Moşe, halka adalet sağlamak ve Tanrı'nın sözlerini öğretmekteki yükünü azaltmaları için atadığı hâkimleri ve yargıçları, Sinay'dan büyük ve korkunç çöl boyunca uzanan yolculuklarını, Erets-Yisrael'e casusların yollanışını, halkın durmaksızın Erets-Yisrael'e burun kıvırmalarını ve bu yüzden Tanrı'nın bütün Çıkış neslini çölde ölüme mahkûm edişini hatırlatır. Onlara "Ve Tanrı, sizin adınıza bana karşı da öfkelenmiş ve ‘Sen de oraya girmeyeceksin' demişti" der.

Moşe yakın geçmişte olmuş bazı olayları da anımsar:  Moav ve Amon uluslarının, ülkelerini Beney-Yisrael'in geçişine kapatmaları, Emori kralları Sihon ve Og'a karşı yapılan savaşlar, Reuven ve Gad kabileleri ile Menaşe kabilesinin yarısının onların topraklarına yerleşmesi. Moşe Halkı, Ülke'ye götürecek ve bu amaç için yapılacak savaşları yönetecek olan halefi Yeoşua'ya şu mesajı verir: "[Yerel halktan] korkma, çünkü senin Tanrın senin için onlarla savaşacaktır".

 

DEVAR TORA

["Legacy" / Rabi Naftali Reich - www.torah.org]

 

Diş ve Tırnak

 

Moşe artık ömrünün son günlerini yaşadığını biliyordu. Yarden Nehri'nin kıyılarındaki Moav ovalarında sadece bir adım ötede duran Erets-Yisrael'in manevi çekimini hissetmişti, ama o kutsal toprağa hiçbir zaman ayak basamayacağının bilincindeydi. Bu nedenle, tüm Yahudileri çağırdı ve onları, liderleri konumunda olmayacağı bir geleceğe hazırladı.

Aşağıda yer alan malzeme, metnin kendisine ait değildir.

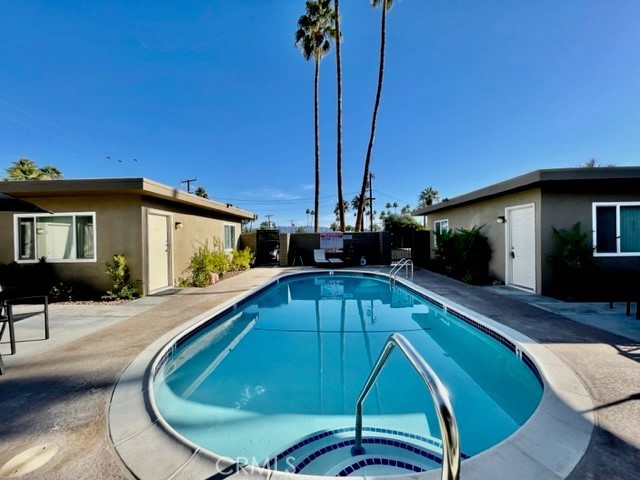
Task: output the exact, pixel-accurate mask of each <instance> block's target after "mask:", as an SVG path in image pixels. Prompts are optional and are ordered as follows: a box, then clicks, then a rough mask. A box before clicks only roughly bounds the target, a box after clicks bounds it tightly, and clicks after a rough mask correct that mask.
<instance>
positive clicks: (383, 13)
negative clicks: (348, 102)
mask: <svg viewBox="0 0 640 480" xmlns="http://www.w3.org/2000/svg"><path fill="white" fill-rule="evenodd" d="M381 3H382V23H381V25H380V63H379V66H378V88H377V90H376V99H375V102H374V104H373V116H372V118H371V135H370V136H369V145H368V146H367V156H366V158H365V160H364V172H363V174H362V187H361V188H360V198H364V196H365V191H366V189H367V180H368V177H369V166H370V164H371V151H372V150H373V139H374V138H375V135H376V120H377V118H378V108H379V107H380V95H381V94H382V80H383V77H384V47H385V43H386V35H387V11H388V10H389V9H390V8H391V6H392V5H393V0H371V6H372V7H373V8H376V7H378V6H379V5H380V4H381ZM363 213H364V204H361V205H360V206H359V208H358V216H357V218H356V225H358V223H359V221H360V220H361V218H362V215H363Z"/></svg>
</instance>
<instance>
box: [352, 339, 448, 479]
mask: <svg viewBox="0 0 640 480" xmlns="http://www.w3.org/2000/svg"><path fill="white" fill-rule="evenodd" d="M395 347H398V348H399V349H400V351H401V352H402V353H403V354H404V356H405V357H406V358H407V360H409V363H410V364H411V366H413V368H414V369H415V370H416V371H417V372H418V374H419V375H420V377H421V378H422V380H423V381H424V383H425V385H426V386H427V389H428V390H429V393H430V394H431V398H432V399H433V403H434V405H435V408H436V414H437V416H438V423H439V425H440V432H441V434H442V476H441V478H442V479H443V480H458V479H459V478H460V435H459V432H458V424H457V422H456V417H455V415H454V413H453V407H452V406H451V401H450V400H449V394H448V392H447V389H446V388H445V386H444V385H443V384H442V382H441V381H440V379H439V378H438V376H437V375H436V373H435V372H434V371H433V369H432V368H431V367H430V366H429V364H428V363H427V362H426V360H425V359H424V358H423V357H422V356H421V355H420V354H419V353H418V351H417V350H416V349H415V347H414V346H413V345H412V344H411V342H409V340H407V339H406V338H405V337H404V336H403V335H401V334H399V333H392V334H391V335H389V337H388V338H387V341H386V342H385V344H384V347H383V348H382V351H381V352H380V356H379V357H378V360H376V363H375V365H374V367H373V369H372V370H371V373H370V374H369V377H368V378H367V381H366V382H365V384H364V386H363V387H362V391H361V392H360V395H359V396H358V399H357V400H356V441H355V445H354V446H353V448H352V449H351V453H352V454H353V455H362V454H363V453H364V448H363V447H362V404H363V402H364V400H365V398H366V397H367V395H368V394H369V391H370V390H371V388H372V387H373V385H374V383H375V382H376V379H377V378H378V374H379V373H380V371H381V370H382V367H384V365H385V363H386V361H387V359H388V358H389V355H391V352H392V351H393V349H394V348H395Z"/></svg>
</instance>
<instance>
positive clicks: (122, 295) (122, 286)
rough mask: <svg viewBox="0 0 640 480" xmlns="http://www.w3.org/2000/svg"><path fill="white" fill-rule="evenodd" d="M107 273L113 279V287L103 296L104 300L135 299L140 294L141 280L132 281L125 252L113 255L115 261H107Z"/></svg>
mask: <svg viewBox="0 0 640 480" xmlns="http://www.w3.org/2000/svg"><path fill="white" fill-rule="evenodd" d="M106 267H107V268H106V270H105V273H106V274H107V275H109V277H110V278H111V280H112V281H113V289H112V290H107V292H106V294H105V295H103V296H102V298H103V299H104V300H133V299H134V298H138V297H139V296H140V288H139V287H140V282H139V281H132V280H131V275H130V273H129V267H128V265H127V260H126V258H125V256H124V254H123V253H119V254H116V255H114V256H113V261H111V262H106Z"/></svg>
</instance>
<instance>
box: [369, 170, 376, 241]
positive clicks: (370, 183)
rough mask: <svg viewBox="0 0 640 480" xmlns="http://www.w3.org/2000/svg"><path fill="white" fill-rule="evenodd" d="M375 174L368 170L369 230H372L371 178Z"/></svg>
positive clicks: (372, 194)
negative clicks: (368, 185) (368, 192)
mask: <svg viewBox="0 0 640 480" xmlns="http://www.w3.org/2000/svg"><path fill="white" fill-rule="evenodd" d="M374 178H375V175H374V174H373V172H369V230H371V231H372V232H373V201H374V200H375V198H373V179H374Z"/></svg>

Moşe Mısır'dan Çıkış zamanından, Erets-Yisrael'in kıyısına varana kadar geçen sürede yer alan karmaşık olayları gözden geçirirken, ağıt nitelikli bir inleme salıverdi: "Eha? Nasıl?" dedi. "Buna nasıl dayanabilirim?"

Otoritelere göre, Moşe geçmişteki sorunları tekrar gözden geçirirken, geleceği önceden hissetmiştir. Zihninde, olaylar serisinin mantıksal sonuçlarını izlemiş ve böylece yaklaşık bin sene sonra Yeruşalayim'de gerçekleşecek olan Bet-Amikdaş'ın yıkılışını öngörmüştür. Yahudilerin Tanrı'dan uzaklaşmalarını ve bunun sonucunda vatanlarından sürgüne gitmelerini önceden algılamıştır. İşte Moşe bu nedenle, acı ve hüzün içinde "Eha" sözcüğünü telaffuz etmiştir. Eha sözcüğü, aynı zamanda, Peygamber Yirmeyau'nun Bet-Amikdaş'ın yıkılışı ve sürgüne dair ağıtlarını içeren Eha adlı kitaba adını veren, kitabın ilk sözcüğüdür. Bu nedenle, bazı cemaatlerde bu pasuk, Eha kitabının okunuşu sırasında kullanılan acılı melodi ile okunur.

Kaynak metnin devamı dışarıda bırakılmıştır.